Offering a different approach to PCMs, Australian firm 1414 Degrees is developing SiBox, a TES based on molten silicon that is heated with surplus power (stored at 1,414C—hence the company’s name). “The key breakthrough of SiBox is the combination of a unique PCM and a containment design which harnesses the latent heat properties of silicon for thermal energy storage, while solving key challenges such as preventing oxidation, managing volume change during melting and solidification, and managing inter-reaction with containment materials,” the company said in October. The company recently garnered A$2 million in investment from Woodside for its planned demonstration of a 1 MWh demonstration module. If the demonstration, which is scheduled to be commissioned in 2023, validates the technology, 1414 Degrees plans to build a 75-MWh multimodule project.
CAES and LAES. Systems utilizing mechanical-thermal coupled systems are also notably powering through the demonstration stage. Canadian firm Hydrostor, developer of the advanced CAES (A-CAES) technology, this year unveiled two giant projects that could come online by 2026 to bolster California’s quest for reliability, particularly after the Diablo Canyon Nuclear Plant shuts down. In November, it filed for state certification of the 400-MW, 8-hour long-duration Pecho Energy Storage Center. Hydrostor is meanwhile still developing the even larger 500-MW/4,000-MWh Gem A-CAES project in Kern County, California. It is also developing a 200-MW project with Australian utility Energy Estate to support reliability in New South Wales.

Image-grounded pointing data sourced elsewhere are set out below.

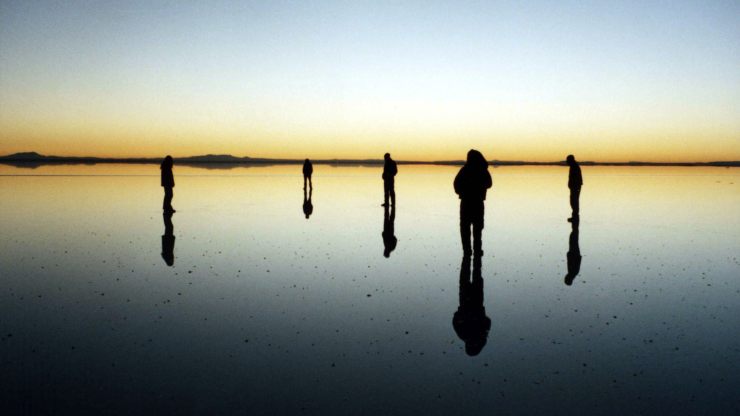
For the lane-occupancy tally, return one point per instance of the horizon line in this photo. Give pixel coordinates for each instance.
(225, 159)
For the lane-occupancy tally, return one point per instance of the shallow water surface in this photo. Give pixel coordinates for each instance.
(265, 311)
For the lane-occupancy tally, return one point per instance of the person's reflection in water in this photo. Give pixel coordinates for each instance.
(574, 253)
(470, 321)
(168, 240)
(307, 204)
(389, 238)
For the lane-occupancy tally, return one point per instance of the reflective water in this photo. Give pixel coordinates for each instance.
(266, 311)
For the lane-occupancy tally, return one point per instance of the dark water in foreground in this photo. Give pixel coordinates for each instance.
(267, 312)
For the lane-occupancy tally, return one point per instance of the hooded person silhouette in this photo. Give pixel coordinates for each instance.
(390, 169)
(575, 181)
(471, 184)
(167, 180)
(307, 172)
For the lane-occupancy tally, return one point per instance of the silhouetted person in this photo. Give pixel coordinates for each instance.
(471, 184)
(168, 239)
(574, 254)
(307, 172)
(307, 205)
(389, 239)
(575, 181)
(168, 182)
(470, 321)
(389, 174)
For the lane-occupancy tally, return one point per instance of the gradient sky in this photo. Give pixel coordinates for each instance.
(608, 81)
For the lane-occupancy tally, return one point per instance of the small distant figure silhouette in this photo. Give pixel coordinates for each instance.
(470, 321)
(168, 182)
(389, 173)
(307, 172)
(307, 204)
(574, 254)
(168, 240)
(389, 238)
(575, 181)
(471, 184)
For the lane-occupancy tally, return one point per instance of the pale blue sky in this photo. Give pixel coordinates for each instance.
(420, 78)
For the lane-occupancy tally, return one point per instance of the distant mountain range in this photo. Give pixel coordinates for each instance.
(33, 159)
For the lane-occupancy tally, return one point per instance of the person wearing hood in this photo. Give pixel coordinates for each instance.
(471, 184)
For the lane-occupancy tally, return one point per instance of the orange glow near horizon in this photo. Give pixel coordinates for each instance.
(607, 83)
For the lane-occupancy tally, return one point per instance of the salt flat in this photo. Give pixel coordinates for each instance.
(264, 311)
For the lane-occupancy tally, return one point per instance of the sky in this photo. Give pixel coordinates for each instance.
(427, 80)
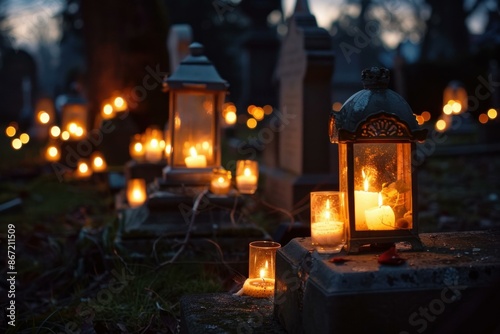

Meanwhile, after years of testing and demonstration, Highview Power, developer of a LAES cryogenic energy storage system, is building its first commercial facility. The 50-MW/250-MWh CRYOBattery facility in Carrington Village, just outside Manchester in the UK, is slated to begin operations in 2022. As CEO Javier Cavada told POWER earlier this year, growing interest in the technology is pegged to the system’s versatility. “Our technology has big masses of rotating equipment—from the compressors to the air turbine to the generator—that provide inertia that’s synchronized with the grid, providing reactive power, and providing balancing capabilities to the grid,” he said.